Background Nowadays, 65–80% of pheochromocytoma and paraganglioma (PPGL) cases are explained by germline or somatic mutations in one of 22 genes. Several genetic testing algorithms have been proposed, but they usually exclude sporadic-PPGLs (S-PPGLs) and none include somatic testing. We aimed to genetically characterise S-PPGL cases and propose an evidence-based algorithm for genetic testing, prioritising DNA source.

Methods The study included 329 probands fitting three criteria: single PPGL, no syndromic and no PPGL family history. Germline DNA was tested for point mutations in RET and for both point mutation and gross deletions in VHL, the SDH genes, TMEM127, MAX and FH. 99 tumours from patients negative for germline screening were available and tested for RET, VHL, HRAS, EPAS1, MAX and SDHB.

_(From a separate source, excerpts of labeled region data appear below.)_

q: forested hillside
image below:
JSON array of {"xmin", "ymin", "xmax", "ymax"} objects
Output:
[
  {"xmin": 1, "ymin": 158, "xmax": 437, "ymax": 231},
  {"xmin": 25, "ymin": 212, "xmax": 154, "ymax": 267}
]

Results Germline mutations were found in 46 (14.0%) patients, being more prevalent in paragangliomas (PGLs) (28.7%) than in pheochromocytomas (PCCs) (4.5%) (p=6.62×10−10). Somatic mutations were found in 43% of those tested, being more prevalent in PCCs (48.5%) than in PGLs (32.3%) (p=0.13). A quarter of S-PPGLs had a somatic mutation, regardless of age at presentation. Head and neck PGLs (HN-PGLs) and thoracic-PGLs (T-PGLs) more commonly had germline mutations (p=2.0×10−4 and p=0.027, respectively). Five of the 29 metastatic cases harboured a somatic mutation, one in HRAS.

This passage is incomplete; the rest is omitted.